Entering edit mode
21 months ago
sunyeping
▴
110
Hello all,
Do you know any database or software that can help define the positions and sequences of promoters of a given transcriptional factor for a given gene?
Best regards
Why is it so difficult to provide proper information? Presumably you know that finding promoters in prokaryotes and eukaryotes are two completely different problems. The former is relatively well understood and there are databases, while the latter faces significant challenges.
It is easy to find a good deal of info on this subject by Googling.
Thank you for your response. I would like to identify promoters of eukaryote genes, for example, the promoters of Itga1 and Itgae genes. What is the acceptable software or database to do this and what are the procedures? I am trying to google still get no satisfying answers.
regards.
Please describe in more detail what kind of input you have and which organism you are working with.
As a rule of thumb, everything between -500bp and 100bp around a transcription start site is typically considered the promoter region. For organisms with transcript annotation, you can retrieve the sequences with BioMart or extract with Bedtools or Seqkit from the reference genome fasta.
To define TSS, you can look for published CAGE-seq data (e.g. that of the Fantom consortium), if your organism is eukaryotic, since the method depends on capped RNAs. ChIP-seqs for your transcription factor can be used to run a motif search with Homer. The lab of Aviv Regev has published corresponding ML-models etc...
The organism is mice.
Short answer: you won't find a good 'black box' you can just run for this (at least with any confidence in the output).
Long answer: do an RNAseq experiment, obtain the transcriptional data for your genome, and look for reads mapping to inter genie regions upstream of genes. This will still be a 'woolly' answer though, as promoter boundaries are not always concrete.
Hello Jeo,
We found that Jun/fos are highly expressed in RNAseq. But to map reads mapping to regions upstream of genes, do you mean ATACseq?
I don't need the exact boundary of the transcriptional factor. I just need to know whether Jun/fos binds to the upstream of a given gene and what are the necessary sequences for the binding. Is there no bioinformatic tool to do this?
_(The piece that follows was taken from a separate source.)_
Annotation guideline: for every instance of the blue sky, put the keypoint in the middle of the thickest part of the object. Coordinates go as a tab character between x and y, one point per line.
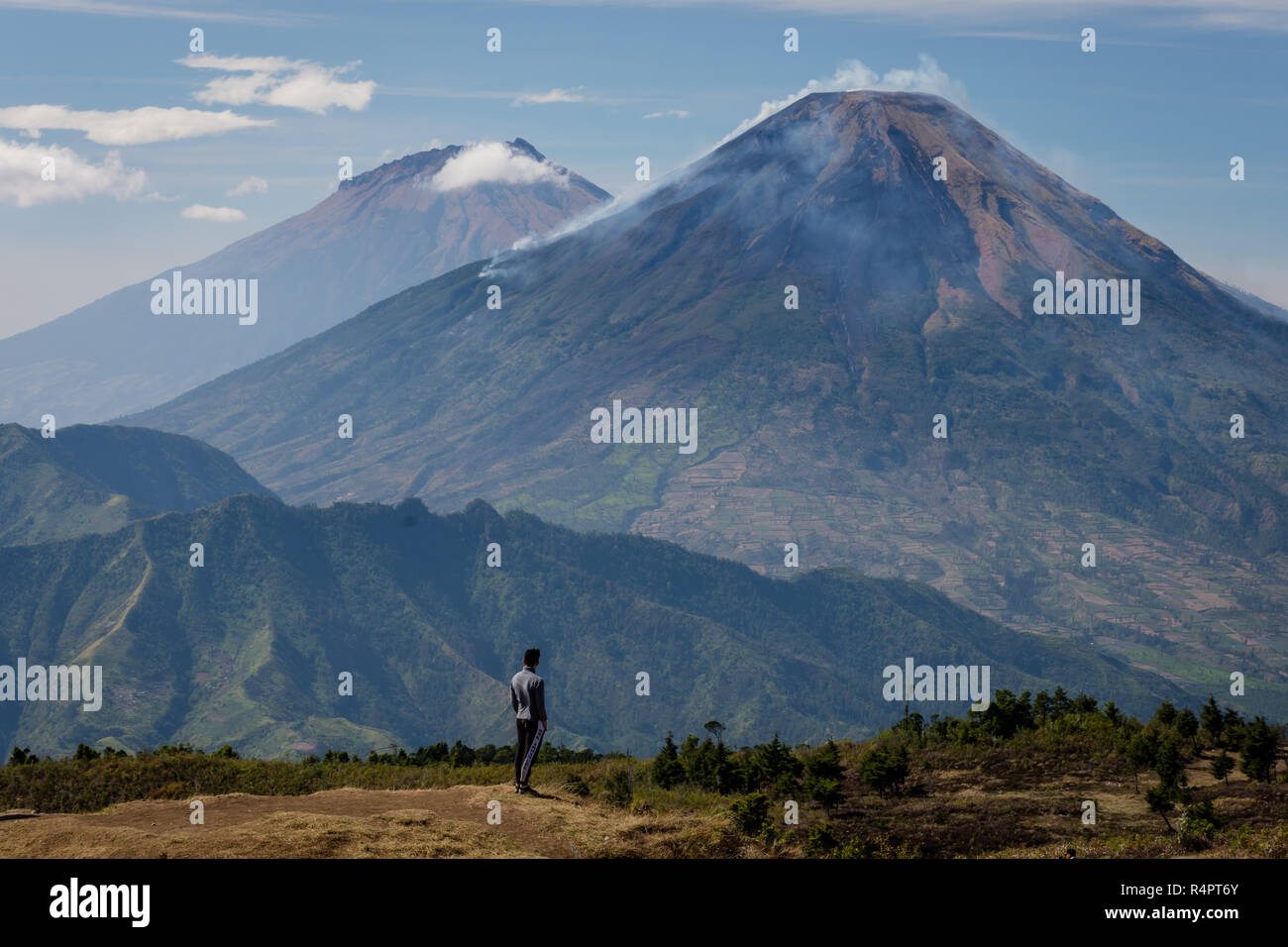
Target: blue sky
1147	123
As I understand, RNA polymerases for transcription also bind to promoters. Are the promoter sequences for RNA polymerase binding are different from those of transcriptional factors? How to define the promoter sequences for RNA polymerase binding upstream of a given gene?
Thank you.
You can use the UCSC genome browser to get the the sequence of X bases upstream of a gene, then use tools in MEME-suite/JASPAR to look for Jun/Fos motif in that region.
I think what's being conveyed by the other user is that there's the proximal promoter (which the above analysis will capture) but also distal promoters/enhancers that could be thousands and thousands of bases away that will be missed doing this quick type of analysis. You might be better off doing a ChIP-seq experiment or taking advantage of publicly available ChIP-seq data.